Thursday, July 8, 2010

Dominican Vocations: An American Perspective

Archbishop DiNoia OP

Vocations to the Dominican Order across the world remain quite steady, but there has been a significantly large increase in new vocations to one province of the Order in the United States, namely the Saint Joseph Province. That province recently held a provincial chapter to reflect on their life and mission but also to plan for the future. As part of their reflections on their new circumstances (namely, the upsurge in vocations to the province in recent years) they invited one of their brothers to shed some insight on the matter from a historical, ecclesial and cultural perspective. The reflection was given by Archbishop Augustine DiNoia OP of the Saint Joseph Province, who is also secretary of the Congregation for Divine Worship and the discipline of the Sacraments at the Vatican. This is by far the best analysis of vocational interest in the Dominican Order that I have come across - and it is essential reading not just for those interested in the Dominican way of life, but essential reading for all Dominicans!

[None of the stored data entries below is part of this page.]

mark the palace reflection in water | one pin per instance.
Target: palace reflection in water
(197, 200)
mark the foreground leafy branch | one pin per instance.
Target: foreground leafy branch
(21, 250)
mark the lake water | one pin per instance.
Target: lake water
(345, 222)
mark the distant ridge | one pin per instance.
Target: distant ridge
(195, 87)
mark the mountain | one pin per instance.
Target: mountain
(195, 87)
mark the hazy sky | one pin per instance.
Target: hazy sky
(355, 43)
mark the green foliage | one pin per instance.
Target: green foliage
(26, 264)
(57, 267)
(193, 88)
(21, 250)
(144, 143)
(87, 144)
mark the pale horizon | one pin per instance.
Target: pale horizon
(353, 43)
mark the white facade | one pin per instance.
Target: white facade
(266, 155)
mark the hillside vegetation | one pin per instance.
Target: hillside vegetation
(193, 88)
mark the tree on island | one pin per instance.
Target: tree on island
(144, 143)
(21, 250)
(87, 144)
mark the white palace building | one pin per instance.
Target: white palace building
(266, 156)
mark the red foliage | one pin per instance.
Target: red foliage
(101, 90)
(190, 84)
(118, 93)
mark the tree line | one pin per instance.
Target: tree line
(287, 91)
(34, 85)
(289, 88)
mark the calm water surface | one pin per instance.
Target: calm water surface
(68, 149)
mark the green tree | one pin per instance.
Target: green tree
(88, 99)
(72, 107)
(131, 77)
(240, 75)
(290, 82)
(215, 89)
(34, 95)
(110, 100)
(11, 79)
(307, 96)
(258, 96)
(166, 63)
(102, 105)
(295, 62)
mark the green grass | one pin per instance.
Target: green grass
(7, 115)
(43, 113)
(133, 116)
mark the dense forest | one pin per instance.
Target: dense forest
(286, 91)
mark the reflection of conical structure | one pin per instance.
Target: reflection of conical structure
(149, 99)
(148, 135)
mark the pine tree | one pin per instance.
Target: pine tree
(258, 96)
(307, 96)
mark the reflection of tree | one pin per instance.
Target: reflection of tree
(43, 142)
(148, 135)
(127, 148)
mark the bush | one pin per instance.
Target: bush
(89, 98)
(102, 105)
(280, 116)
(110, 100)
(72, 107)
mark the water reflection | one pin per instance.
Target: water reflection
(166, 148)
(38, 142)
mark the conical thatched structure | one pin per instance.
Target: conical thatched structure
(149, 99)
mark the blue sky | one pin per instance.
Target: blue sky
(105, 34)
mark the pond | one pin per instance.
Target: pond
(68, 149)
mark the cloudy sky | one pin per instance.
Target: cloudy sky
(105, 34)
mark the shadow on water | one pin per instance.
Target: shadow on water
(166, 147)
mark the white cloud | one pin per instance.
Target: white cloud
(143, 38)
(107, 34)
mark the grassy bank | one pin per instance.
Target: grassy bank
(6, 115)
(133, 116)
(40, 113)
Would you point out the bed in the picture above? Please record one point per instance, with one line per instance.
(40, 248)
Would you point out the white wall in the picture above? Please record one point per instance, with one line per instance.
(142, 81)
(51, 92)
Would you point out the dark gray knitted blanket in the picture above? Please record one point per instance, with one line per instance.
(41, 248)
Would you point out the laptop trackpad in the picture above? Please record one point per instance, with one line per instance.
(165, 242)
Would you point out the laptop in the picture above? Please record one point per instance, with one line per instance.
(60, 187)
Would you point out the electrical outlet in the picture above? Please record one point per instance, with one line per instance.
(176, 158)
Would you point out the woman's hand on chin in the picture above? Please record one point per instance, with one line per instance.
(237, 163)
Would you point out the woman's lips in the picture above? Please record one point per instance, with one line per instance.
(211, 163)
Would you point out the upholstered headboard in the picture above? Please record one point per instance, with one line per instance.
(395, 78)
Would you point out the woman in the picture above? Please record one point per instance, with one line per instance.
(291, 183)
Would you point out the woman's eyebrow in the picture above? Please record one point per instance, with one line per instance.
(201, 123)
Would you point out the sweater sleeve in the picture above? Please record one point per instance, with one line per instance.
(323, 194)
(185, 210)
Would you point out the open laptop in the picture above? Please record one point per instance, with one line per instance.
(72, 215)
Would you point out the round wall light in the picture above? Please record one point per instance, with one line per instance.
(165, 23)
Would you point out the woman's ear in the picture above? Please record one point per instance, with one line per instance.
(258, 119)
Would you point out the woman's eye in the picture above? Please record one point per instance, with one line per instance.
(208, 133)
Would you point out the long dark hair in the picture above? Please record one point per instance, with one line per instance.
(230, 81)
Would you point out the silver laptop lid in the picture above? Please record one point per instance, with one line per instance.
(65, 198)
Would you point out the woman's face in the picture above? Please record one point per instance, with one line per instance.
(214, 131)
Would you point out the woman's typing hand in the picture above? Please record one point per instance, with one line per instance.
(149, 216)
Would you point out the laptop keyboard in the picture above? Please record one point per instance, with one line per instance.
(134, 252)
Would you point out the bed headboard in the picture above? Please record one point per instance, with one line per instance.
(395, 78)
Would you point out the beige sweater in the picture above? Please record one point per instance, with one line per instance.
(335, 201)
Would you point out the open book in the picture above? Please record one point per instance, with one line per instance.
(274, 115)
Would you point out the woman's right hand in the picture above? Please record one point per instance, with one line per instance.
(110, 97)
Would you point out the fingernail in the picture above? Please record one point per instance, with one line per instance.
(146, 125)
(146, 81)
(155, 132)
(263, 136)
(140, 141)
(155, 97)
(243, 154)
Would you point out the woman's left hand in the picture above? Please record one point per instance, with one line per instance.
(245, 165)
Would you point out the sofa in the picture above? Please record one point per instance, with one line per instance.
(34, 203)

Here are some quotes from his excellent presentation:

From an ecclesial perspective:
"In the end, God is sending us these vocations because the Dominican charism is urgently needed in the Church today..........Our tradition is constituted by a unique convergence of qualities: optimism about the rationality and fundamental goodness of the natural order; an abiding certitude that divine grace and mercy are sheer gifts, unmerited and otherwise unattainable; a healthy realism about the peril of the human condition apart from this grace and mercy; a determination to maintain a God's-eye-view of everything that exists and everything that happens; an appreciation of the inner intelligibility of everything that God has revealed about himself and us; a wholly admirable resistance to all purely moralistic accounts of the Catholic faith; an unfailing devotion to the Eucharist and the Passion, combined with an unshakable confidence in the intercession of the Blessed Virgin Mary; a zealous willingness to preach and teach about all this, in season and out, because we are convinced that the world is dying to hear it and dying from not hearing it; and, internally, a commitment to liturgical prayer, to study for the sake of the salvation of souls, and to a capitular mode of governance in a common life consecrated to God by poverty, chastity and obedience. This is a powerful combination, and the Church really does need us to be true to it now more than ever."


From an historical perspective:
"I wish that I could speak more expertly about the significance of these developments when they are considered in the light of current conditions in the Order.......In the first decade of the twenty-first century-which brought a worldwide upswing in vocations to the priesthood and religious life-the province has emerged with a clear sense of its historic Dominican identity and a remarkable degree of institutional and apostolic energy that cannot fail to attract prospective members.......We might also note that the new vocations whom God is drawing to our province have already prompted us to think in new ways about our institutions and commitments."


From a cultural perspective:
"There is something new afoot among the young men being who are today being drawn to the priesthood and religious life, and thus to the Dominican Order. I have noticed it over the past few years, but it seems more pronounced or at least more evident to me in the people born in the mid- to late 80s and early 90s. My sense is that these 20- and 30-somethings have been radicalized by their experience before entering the Order in a way that we were not. I am not certain how they would articulate their experience for themselves. It is as if they had gone to the edge of an abyss and pulled back from it. Whereas we tended to experience modernity (and then post-modernity) as a kind of adventure that never or rarely touched the core of our faith, these 20- to 30- somethings have experienced the moral relativism and eclectic religiosity of the ambient culture-and possibly of their own personal experience- and recognized it as a chaotic but radical alternative to Christianity with which no compromise is possible.


The young men who are being drawn to the Dominican Order today-from God-knows-what kinds of personal and social experiences-know that the post-modern culture of authenticity leads to moral chaos, personally and socially, and they want no part of it. They see-probably by a pure grace of the Holy Spirit, for their family backgrounds and catechetical training surely cannot explain it!-that human authenticity is possible only by living in conformity to Christ, and, in this particular case, to Christ as the Dominicans know and preach him."